Photo of the Week. The ghostly Ring Nebula in Lyra, M 57, was formed by the ejecta from the dying star in the middle. While there are many far-more- magnificent images of the famed "planetary nebula" (a misnomer, meaning merely "disk-like"), this is much the way it looks in an amateur telescope. (University of Illinois Prairie Observatory.)

Astronomy news for the week starting Friday, February 16, 2007.

On Saturday, February 17, the Moon once again begins its monthly round with its new phase, as it has for more than 50 billion times since it was born in what was probably a giant collision of a small planet with the primitive Earth. No one really knows, but it is the only theory that seems to work and to explain the lunar characteristics, especially the severe lack of iron.

Look for the debut of the familiar slim crescent low in western twilight the night of Sunday the 18th, when it will first be visible. The following twilit evening, though, that of Monday the 19th, you won't have to seek the Moon out, as it will be prominent just above brilliant Venus, the two making a near-classic pairing.

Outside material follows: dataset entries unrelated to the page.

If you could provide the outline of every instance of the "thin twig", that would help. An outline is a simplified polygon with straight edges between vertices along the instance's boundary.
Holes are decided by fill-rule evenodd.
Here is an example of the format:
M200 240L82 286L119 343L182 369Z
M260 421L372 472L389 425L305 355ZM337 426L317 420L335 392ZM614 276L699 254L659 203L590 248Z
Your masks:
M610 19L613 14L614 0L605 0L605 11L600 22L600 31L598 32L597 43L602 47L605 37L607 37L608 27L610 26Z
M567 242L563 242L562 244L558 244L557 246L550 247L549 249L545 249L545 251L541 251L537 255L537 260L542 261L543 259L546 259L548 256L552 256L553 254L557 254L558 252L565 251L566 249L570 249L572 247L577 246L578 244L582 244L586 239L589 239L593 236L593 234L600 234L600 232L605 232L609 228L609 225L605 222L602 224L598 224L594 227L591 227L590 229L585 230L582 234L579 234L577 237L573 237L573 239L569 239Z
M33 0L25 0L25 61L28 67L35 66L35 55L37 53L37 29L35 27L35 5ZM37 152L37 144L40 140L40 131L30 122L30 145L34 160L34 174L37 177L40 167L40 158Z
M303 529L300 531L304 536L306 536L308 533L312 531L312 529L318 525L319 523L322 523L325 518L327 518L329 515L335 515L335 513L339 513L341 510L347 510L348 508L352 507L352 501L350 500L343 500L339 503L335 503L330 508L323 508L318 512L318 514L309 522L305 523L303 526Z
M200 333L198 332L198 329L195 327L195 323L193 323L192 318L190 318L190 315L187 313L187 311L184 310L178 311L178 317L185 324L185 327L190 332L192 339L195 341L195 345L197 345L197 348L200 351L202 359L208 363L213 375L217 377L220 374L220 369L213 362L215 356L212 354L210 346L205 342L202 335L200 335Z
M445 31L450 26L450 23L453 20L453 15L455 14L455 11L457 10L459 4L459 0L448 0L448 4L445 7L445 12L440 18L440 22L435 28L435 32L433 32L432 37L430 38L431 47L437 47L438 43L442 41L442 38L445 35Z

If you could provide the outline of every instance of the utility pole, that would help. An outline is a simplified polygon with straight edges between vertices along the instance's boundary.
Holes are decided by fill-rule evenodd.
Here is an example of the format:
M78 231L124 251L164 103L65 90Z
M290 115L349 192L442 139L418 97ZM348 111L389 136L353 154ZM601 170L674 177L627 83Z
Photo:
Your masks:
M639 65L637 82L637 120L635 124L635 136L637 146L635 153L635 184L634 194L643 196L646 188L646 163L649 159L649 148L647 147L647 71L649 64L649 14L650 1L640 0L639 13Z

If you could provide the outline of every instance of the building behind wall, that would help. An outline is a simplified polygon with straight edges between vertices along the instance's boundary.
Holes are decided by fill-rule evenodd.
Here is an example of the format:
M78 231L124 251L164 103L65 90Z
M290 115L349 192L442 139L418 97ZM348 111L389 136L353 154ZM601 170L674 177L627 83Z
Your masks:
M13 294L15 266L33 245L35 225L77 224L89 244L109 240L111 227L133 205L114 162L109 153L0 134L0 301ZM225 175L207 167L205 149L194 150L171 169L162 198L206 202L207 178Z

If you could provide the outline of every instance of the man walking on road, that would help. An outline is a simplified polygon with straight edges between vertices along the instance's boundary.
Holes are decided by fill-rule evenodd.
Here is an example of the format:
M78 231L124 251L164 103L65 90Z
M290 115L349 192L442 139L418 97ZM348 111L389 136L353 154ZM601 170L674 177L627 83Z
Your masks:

Even the night of Tuesday the 20th they will still make a nice sight in the evening sky. Wait until the heavens darken a bit so you can admire Earthlight on the lunar nighttime side, that facing away from the already-set Sun. Though the Moon will look near new to us, from the Moon, the Earth will be near full, and will brightly illuminate the lunar landscape. As the crescent fattens, Earthlight fades away.

The remainder of the planetary night belongs to the two giant outer planets, Saturn and then Jupiter. Just past opposition to the Sun, the ringed planet is already risen by sunset and is well up in the east by the time the sky darkens. To the east of it lie Regulus and then the rest of Leo. Saturn transits the meridian high to the south and sets just before sunrise. For a time after Jupiter rises around 2:30 AM, they share the sky. Far to the south of the equator, Jupiter resides just to the east of Antares in Scorpius, and can be seen approaching the meridian to the south as twilight brightens the morning sky. Mars, well to the east of Jupiter, remains difficult to find, as it does not rise until dawn begins. The other planets are even more out of sight.

The beauty of the winter sky is in part due to great Sirius, the brightest star in our sky. Far from the most luminous (that honor going to the southern hemisphere's Eta Carinae), it seems so lustrous mostly because it is quite close to us, a mere 8.6 light years away. The star stands at the top of one of the most prominent of constellations, Canis Major, the Larger Dog. Quite overwhelmed by Sirius is the faintest of the first magnitude stars, Adhara (Epsilon Canis Majoris), the brightest of a prominent triangle seen toward the south. Much farther down from Sirius, and visible only south of about 35 degrees north latitude is Canopus, Alpha Carinae, the second brightest star in the sky, one that side by side would shine vastly brighter than Sirius.